Application of Noether symmetry in f(R$_{\mathrm{GHL}})$ Horava -- Lifshitz gravity \quad

We study the Noether symmetry of the general cosmological model using the behavior of the corresponding Lagrangian for infinitesimal generators of the desired symmetry. We explicitly calculate the form of the function f(R$_{\mathrm{GHL}})$ for which such symmetries exist. It is shown that the resulting form f(R$_{\mathrm{GHL}})$ gives an expansion according to a power law for the cosmological scale factor.
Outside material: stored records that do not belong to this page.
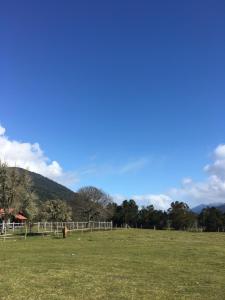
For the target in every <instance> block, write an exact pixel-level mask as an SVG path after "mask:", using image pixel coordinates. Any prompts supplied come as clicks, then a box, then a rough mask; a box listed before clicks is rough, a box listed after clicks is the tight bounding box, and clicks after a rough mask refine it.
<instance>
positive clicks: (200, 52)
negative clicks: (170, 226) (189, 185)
mask: <svg viewBox="0 0 225 300" xmlns="http://www.w3.org/2000/svg"><path fill="white" fill-rule="evenodd" d="M0 40H1V47H0V66H1V68H0V108H1V109H0V122H1V125H2V127H4V128H5V129H6V132H5V133H4V136H3V135H2V139H4V141H5V142H6V141H8V143H9V142H12V141H17V143H18V145H20V144H21V145H23V143H24V142H26V143H29V145H32V144H33V143H38V144H39V145H40V146H39V148H40V149H42V151H44V154H43V153H41V154H40V152H39V150H38V151H37V149H36V150H35V149H32V147H31V150H30V151H31V152H32V151H33V152H35V151H36V152H37V153H39V154H37V153H36V155H39V156H40V155H41V156H43V157H48V158H49V161H45V162H46V164H47V166H48V165H50V170H51V163H52V161H57V163H58V164H59V165H60V168H62V170H61V171H60V172H61V173H63V174H64V175H65V174H67V175H68V176H67V179H68V177H69V178H70V179H71V177H74V179H75V180H74V181H73V180H68V182H65V183H66V184H67V185H68V186H70V187H71V188H73V189H74V190H76V189H77V188H79V187H80V186H84V185H95V186H97V187H101V188H103V189H104V190H105V191H107V192H108V193H110V194H112V195H117V196H118V199H119V198H120V197H123V196H126V197H131V196H133V195H136V196H137V197H139V198H137V199H138V201H139V203H140V204H142V203H143V204H146V203H149V202H146V201H151V198H149V197H150V196H151V195H154V196H157V195H169V196H168V197H170V198H171V199H173V197H174V195H171V193H170V192H168V191H170V190H171V188H173V187H176V189H179V188H180V187H179V186H180V183H181V182H182V180H183V178H192V180H193V181H194V182H198V183H199V182H200V183H201V184H204V183H205V182H207V181H208V180H210V179H209V177H210V176H211V175H209V174H208V173H207V172H205V171H204V170H203V168H204V167H205V166H206V165H207V164H211V165H213V164H214V163H215V162H216V159H217V158H218V157H217V156H216V155H217V154H216V153H217V152H216V151H217V150H218V148H217V147H219V145H223V144H224V143H225V138H224V132H225V118H224V111H225V2H224V1H222V0H211V1H209V0H204V1H203V0H195V1H192V0H189V1H180V0H171V1H167V0H159V1H156V0H155V1H132V0H130V1H116V0H114V1H49V0H45V1H4V2H1V4H0ZM4 145H5V144H4ZM18 145H17V146H18ZM0 146H1V144H0ZM18 147H19V146H18ZM12 148H13V146H12ZM23 148H24V147H23ZM2 149H3V142H2ZM4 149H6V148H4ZM7 149H8V148H7ZM216 149H217V150H216ZM219 149H220V148H219ZM0 151H1V149H0ZM4 151H7V150H4ZM12 151H13V150H12ZM12 151H11V152H12ZM213 151H214V152H213ZM2 152H3V151H2ZM11 152H10V153H11ZM18 152H19V153H20V152H21V151H20V150H19V151H17V154H18ZM213 153H214V154H213ZM0 154H1V152H0ZM4 155H6V154H5V152H4ZM7 155H8V156H10V154H9V153H8V154H7ZM7 155H6V156H7ZM28 156H29V153H28ZM31 156H32V155H31ZM4 157H5V156H4ZM32 157H33V156H32ZM34 157H35V155H34ZM13 159H15V160H16V162H17V164H19V161H20V160H22V159H20V158H17V156H16V154H15V155H14V154H13ZM13 159H11V160H10V162H11V163H12V161H13ZM29 159H30V157H29ZM29 159H27V161H28V162H29V163H28V165H29V168H31V169H32V166H33V164H32V163H30V160H29ZM44 160H45V159H44ZM24 161H26V158H24V157H23V163H24ZM38 163H40V164H41V162H40V161H38ZM43 168H44V167H43ZM43 168H42V169H41V170H43ZM48 172H50V171H48ZM42 173H44V171H43V172H42ZM61 173H60V174H61ZM214 173H215V172H214ZM44 174H45V175H46V174H47V175H48V174H50V173H44ZM50 175H51V174H50ZM50 175H48V176H49V177H51V176H50ZM61 175H62V174H61ZM61 175H60V176H61ZM213 175H218V174H213ZM53 177H54V176H53ZM210 178H211V177H210ZM198 183H196V184H198ZM181 189H182V188H181ZM144 195H148V197H145V196H144ZM189 196H190V197H189V198H188V196H187V199H186V198H185V197H184V198H185V200H187V201H189V202H190V203H193V204H195V203H198V202H201V201H203V199H202V198H198V199H193V196H191V195H189ZM157 197H158V196H157ZM159 197H160V196H159ZM176 197H177V196H176ZM179 197H181V198H182V197H183V196H182V194H181V195H179ZM146 199H147V200H146ZM149 199H150V200H149ZM156 199H158V198H156ZM224 199H225V192H224ZM142 200H143V201H142ZM211 200H212V199H211V198H210V201H211ZM217 200H221V199H220V198H215V201H217Z"/></svg>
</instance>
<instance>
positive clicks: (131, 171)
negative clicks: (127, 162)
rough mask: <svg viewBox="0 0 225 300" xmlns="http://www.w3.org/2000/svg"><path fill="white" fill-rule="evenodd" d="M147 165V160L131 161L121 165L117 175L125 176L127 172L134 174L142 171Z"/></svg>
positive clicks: (147, 161)
mask: <svg viewBox="0 0 225 300" xmlns="http://www.w3.org/2000/svg"><path fill="white" fill-rule="evenodd" d="M148 163H149V159H147V158H145V157H142V158H139V159H137V160H133V161H130V162H128V163H127V164H125V165H123V166H121V167H120V169H119V173H121V174H125V173H129V172H135V171H138V170H140V169H143V168H144V167H145V166H146V165H147V164H148Z"/></svg>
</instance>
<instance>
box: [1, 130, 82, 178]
mask: <svg viewBox="0 0 225 300" xmlns="http://www.w3.org/2000/svg"><path fill="white" fill-rule="evenodd" d="M5 132H6V130H5V128H4V127H2V126H1V125H0V160H1V161H4V162H6V163H7V164H8V165H9V166H11V167H13V166H17V167H21V168H24V169H29V170H30V171H32V172H35V173H39V174H41V175H43V176H45V177H48V178H50V179H53V180H55V181H57V182H59V183H62V184H72V183H74V182H76V181H77V178H76V177H75V176H74V174H72V173H68V172H64V171H63V169H62V167H61V166H60V164H59V163H58V162H57V161H55V160H53V161H51V160H50V159H49V158H48V157H46V156H45V154H44V152H43V151H42V149H41V148H40V146H39V144H38V143H34V144H31V143H24V142H18V141H14V140H10V139H9V138H8V137H7V136H6V135H5Z"/></svg>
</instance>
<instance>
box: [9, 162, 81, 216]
mask: <svg viewBox="0 0 225 300" xmlns="http://www.w3.org/2000/svg"><path fill="white" fill-rule="evenodd" d="M10 169H11V170H12V169H16V170H17V172H18V173H19V174H22V173H23V172H28V174H29V176H30V178H31V181H32V188H33V191H34V192H35V194H36V195H37V196H38V199H39V201H41V202H43V201H47V200H53V199H60V200H63V201H65V202H67V204H69V205H70V206H71V207H72V211H73V216H74V217H76V218H78V211H79V210H80V208H81V207H82V203H81V202H80V200H79V199H78V197H77V196H78V194H77V193H75V192H73V191H71V190H70V189H68V188H67V187H65V186H63V185H61V184H59V183H57V182H55V181H53V180H51V179H49V178H47V177H44V176H42V175H40V174H37V173H34V172H31V171H27V170H24V169H22V168H18V167H14V168H10Z"/></svg>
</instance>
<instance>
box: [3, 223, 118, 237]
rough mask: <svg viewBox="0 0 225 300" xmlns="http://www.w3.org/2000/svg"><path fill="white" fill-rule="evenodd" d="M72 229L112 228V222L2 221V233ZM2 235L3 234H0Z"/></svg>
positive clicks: (112, 223) (46, 231)
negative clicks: (25, 221) (7, 221)
mask: <svg viewBox="0 0 225 300" xmlns="http://www.w3.org/2000/svg"><path fill="white" fill-rule="evenodd" d="M65 227H66V228H67V231H68V232H71V231H93V230H112V228H113V223H112V222H94V221H90V222H36V223H1V224H0V232H1V235H7V234H13V233H15V234H19V233H27V232H30V233H34V234H35V233H36V234H41V233H42V234H45V233H55V234H57V233H62V230H63V229H64V228H65ZM0 237H1V236H0Z"/></svg>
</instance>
Horava proposed a theory of quantum gravity, which takes into account the degree of renormalizability in ultraviolet radiation. This was achieved due to anisotropic scaling between space and time, and, therefore, it violates Lorentz invariance in the ultraviolet range. The infrared limit of the theory reproduces the general theory of relativity for a particular choice of parameter, namely $\lambda =$1. Lorentz symmetry breaking is performed by the preferred foliation of three-dimensional spatially similar hypersurfaces, which, in turn, divide the coordinate into space and time. This allows us to write down the Einstein-Hilbert action with higher spatial derivatives of the metric. This improves the ultraviolet behavior of the graviton propagator and displays a renormalizable theory of power counting. Moreover, the action has only second-order time derivatives that prevent the presence of ghosts in theory.